I just don’t know if we can survive the sacrifice of our sovereignty, both economic and political.

4 comments:

Anonymous said...

This TARP thingy smells more like a TURD to me Brian

Brian Hague said...

Well, a TARP is something you throw over a compost heap to help it decompose, so that probably explains the odor.

Anonymous said...

ugh...I just bought a brand new acoustic-electric Fender (and it sounds great!)....I'm gonna have to quit doing that.

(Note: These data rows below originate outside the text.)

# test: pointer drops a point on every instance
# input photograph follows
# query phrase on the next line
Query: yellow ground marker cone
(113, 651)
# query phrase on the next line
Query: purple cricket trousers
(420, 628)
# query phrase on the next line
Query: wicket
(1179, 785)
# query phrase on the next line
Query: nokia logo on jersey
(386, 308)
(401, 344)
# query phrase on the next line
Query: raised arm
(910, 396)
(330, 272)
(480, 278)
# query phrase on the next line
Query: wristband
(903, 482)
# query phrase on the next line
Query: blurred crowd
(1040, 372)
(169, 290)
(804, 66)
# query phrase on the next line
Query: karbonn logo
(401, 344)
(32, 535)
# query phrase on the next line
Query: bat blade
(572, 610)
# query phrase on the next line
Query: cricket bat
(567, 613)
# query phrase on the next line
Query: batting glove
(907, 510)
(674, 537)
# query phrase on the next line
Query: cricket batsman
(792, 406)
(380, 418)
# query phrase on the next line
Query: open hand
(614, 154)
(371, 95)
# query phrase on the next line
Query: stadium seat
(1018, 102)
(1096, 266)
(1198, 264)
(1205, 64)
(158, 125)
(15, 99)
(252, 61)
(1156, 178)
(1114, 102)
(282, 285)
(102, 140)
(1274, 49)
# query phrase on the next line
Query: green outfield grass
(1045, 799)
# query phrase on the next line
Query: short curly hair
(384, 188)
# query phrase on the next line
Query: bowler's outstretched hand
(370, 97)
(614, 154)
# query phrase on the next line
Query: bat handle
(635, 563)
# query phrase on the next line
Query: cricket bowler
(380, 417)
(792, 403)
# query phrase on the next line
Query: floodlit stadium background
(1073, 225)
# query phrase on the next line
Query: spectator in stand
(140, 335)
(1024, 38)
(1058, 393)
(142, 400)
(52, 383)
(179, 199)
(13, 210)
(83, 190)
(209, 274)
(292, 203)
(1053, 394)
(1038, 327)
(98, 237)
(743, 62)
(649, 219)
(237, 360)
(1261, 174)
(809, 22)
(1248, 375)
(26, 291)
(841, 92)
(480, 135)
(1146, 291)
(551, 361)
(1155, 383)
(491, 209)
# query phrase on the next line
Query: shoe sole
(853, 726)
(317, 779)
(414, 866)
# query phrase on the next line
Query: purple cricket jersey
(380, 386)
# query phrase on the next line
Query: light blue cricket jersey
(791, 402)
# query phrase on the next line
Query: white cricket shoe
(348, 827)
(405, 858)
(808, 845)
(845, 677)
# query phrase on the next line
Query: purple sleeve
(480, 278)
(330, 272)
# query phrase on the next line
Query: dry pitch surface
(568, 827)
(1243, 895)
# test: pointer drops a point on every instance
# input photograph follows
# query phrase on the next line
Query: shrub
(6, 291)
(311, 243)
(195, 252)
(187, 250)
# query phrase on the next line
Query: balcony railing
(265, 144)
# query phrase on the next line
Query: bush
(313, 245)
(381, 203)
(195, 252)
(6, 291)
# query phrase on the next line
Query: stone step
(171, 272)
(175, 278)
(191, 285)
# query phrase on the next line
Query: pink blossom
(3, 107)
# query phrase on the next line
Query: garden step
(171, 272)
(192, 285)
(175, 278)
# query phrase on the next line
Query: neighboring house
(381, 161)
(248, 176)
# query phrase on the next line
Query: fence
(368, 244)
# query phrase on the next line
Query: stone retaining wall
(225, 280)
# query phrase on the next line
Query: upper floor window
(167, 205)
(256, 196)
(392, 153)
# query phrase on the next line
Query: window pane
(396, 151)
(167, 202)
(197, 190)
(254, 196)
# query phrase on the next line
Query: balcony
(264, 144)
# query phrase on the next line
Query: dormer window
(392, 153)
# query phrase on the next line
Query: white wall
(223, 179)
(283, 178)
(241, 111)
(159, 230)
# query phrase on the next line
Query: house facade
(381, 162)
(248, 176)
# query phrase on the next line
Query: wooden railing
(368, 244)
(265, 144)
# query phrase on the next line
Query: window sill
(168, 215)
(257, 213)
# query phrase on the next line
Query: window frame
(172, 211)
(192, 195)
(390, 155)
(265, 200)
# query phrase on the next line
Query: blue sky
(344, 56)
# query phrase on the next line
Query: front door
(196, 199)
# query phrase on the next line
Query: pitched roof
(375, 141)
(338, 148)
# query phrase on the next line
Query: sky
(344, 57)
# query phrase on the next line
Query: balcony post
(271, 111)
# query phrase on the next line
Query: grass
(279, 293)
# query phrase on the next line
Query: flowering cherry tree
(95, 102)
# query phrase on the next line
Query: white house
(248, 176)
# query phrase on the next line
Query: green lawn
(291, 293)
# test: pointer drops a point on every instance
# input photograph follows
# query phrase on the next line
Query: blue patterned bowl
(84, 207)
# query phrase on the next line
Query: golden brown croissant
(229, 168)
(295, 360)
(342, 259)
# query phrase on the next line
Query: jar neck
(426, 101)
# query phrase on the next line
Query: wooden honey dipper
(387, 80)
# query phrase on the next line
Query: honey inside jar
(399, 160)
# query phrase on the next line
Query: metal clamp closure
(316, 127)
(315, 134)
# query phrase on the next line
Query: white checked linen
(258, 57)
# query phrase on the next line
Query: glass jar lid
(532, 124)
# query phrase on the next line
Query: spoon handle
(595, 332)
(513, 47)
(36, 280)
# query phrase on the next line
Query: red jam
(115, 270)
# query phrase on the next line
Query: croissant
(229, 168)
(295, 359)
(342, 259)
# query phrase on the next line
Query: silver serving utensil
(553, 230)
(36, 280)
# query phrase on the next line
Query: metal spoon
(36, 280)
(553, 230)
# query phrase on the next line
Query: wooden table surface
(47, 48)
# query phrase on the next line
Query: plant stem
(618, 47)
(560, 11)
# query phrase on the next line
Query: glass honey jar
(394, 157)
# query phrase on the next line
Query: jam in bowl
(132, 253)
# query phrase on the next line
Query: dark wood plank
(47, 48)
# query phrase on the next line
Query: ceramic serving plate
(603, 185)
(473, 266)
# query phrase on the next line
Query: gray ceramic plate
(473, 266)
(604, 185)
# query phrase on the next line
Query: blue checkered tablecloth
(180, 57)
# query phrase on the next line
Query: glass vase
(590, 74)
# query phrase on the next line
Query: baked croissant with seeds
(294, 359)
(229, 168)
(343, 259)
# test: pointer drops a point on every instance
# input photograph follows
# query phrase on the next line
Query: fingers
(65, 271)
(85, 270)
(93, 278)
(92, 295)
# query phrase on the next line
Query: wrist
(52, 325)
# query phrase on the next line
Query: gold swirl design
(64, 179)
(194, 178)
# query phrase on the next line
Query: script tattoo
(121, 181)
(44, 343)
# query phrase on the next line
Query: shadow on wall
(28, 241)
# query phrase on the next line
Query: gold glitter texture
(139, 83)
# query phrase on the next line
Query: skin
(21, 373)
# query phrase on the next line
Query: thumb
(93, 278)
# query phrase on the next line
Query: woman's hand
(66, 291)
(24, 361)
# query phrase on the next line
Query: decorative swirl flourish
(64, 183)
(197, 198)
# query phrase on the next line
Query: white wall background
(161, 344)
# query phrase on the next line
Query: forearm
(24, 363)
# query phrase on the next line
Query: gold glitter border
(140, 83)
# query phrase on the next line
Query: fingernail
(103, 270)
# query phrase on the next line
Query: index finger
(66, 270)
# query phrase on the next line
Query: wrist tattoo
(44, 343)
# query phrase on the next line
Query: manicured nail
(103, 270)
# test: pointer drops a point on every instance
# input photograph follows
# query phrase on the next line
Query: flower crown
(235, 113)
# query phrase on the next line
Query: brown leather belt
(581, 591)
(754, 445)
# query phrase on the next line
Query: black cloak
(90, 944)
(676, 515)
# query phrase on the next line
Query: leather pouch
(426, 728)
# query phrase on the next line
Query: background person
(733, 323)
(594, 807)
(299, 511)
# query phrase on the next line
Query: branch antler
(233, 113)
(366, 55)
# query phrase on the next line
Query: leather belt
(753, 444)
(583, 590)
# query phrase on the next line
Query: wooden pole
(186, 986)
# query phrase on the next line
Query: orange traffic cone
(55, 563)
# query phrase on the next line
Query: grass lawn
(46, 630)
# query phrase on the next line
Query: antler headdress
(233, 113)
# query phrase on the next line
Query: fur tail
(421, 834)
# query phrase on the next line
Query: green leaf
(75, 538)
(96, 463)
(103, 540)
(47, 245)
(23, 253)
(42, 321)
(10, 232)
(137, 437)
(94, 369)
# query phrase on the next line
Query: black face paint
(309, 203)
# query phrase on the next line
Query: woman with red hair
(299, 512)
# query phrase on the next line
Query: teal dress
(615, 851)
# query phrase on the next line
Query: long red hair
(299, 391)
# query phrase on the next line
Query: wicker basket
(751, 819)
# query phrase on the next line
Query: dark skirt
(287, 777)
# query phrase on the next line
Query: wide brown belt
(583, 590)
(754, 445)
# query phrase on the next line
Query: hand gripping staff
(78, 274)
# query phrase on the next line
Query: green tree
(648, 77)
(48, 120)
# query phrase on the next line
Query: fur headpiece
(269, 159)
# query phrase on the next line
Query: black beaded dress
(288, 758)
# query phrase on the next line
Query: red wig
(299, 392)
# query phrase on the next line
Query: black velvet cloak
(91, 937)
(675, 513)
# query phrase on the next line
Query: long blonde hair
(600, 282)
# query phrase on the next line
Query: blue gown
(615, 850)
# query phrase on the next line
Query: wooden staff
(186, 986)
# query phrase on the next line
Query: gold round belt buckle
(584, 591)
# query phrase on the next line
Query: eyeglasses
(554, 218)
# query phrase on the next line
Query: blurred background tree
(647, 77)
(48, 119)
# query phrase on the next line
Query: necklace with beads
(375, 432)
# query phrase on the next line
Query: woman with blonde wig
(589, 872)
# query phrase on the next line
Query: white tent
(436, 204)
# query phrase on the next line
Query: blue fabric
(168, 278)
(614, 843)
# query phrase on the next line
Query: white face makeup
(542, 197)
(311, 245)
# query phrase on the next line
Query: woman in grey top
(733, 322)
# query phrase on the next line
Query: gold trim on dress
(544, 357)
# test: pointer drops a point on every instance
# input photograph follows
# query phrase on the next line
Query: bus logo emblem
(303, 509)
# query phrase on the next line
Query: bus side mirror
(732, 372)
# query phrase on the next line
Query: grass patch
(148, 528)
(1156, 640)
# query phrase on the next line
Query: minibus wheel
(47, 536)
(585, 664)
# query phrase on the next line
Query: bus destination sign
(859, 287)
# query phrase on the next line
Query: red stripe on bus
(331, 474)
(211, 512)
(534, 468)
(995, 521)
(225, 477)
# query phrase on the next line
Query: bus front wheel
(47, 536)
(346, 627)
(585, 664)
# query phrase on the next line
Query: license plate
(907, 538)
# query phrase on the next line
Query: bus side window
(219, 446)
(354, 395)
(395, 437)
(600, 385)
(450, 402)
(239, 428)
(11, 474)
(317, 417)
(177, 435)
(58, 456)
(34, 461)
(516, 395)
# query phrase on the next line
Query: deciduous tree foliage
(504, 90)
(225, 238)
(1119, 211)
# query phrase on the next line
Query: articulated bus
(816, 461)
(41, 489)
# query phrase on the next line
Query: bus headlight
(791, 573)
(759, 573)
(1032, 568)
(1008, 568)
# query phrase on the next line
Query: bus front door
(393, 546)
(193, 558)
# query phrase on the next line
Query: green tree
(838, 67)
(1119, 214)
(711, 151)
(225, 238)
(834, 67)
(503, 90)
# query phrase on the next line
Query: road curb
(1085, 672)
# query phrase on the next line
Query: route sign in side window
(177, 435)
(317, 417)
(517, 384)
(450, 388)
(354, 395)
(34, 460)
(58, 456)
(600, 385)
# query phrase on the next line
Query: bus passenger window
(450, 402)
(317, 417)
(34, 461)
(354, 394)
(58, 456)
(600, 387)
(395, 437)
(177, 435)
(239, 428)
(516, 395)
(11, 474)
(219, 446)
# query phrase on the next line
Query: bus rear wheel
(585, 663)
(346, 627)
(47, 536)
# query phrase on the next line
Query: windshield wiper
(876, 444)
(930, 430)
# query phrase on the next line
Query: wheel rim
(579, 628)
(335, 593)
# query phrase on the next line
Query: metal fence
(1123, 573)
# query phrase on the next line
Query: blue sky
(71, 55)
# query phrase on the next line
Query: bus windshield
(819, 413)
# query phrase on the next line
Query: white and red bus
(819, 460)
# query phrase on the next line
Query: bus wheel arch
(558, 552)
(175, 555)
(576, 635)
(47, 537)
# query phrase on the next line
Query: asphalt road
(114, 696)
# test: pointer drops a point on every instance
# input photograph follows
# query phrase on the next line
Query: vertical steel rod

I'm going to have to have a talk with my wife. I have a decent paying job for where I live, and she does too. BUT, I'm trying to get into Pharmacy School, and if I do, we'll be moving. My wife is relatively adamant about moving somewhere else anyway at some point in time, but I don't want to move away from Maryville just yet if I don't have to. Anyway, she's pumping money into a retirement account, and it might be good to go ahead and keep doing that if we are sticking around, but if we are moving in the next few years, I'm gonna tell her to cash in and take the hit....not sure if it is a rollover account so I guess we'll take that into account....

Brian Hague said...

You should be able to roll over any retirement account w/o penalty. It doesn't matter if the current account is a rollover account; the new one will be. When my wife "retired," we transferred her 401(k) into a rollover IRA w/Schwab. It actually allows a lot more options than a 401(k) plan does, which is usually limited to about a dozen funds.

If your wife's account is an IRA, that will follow you wherever you go.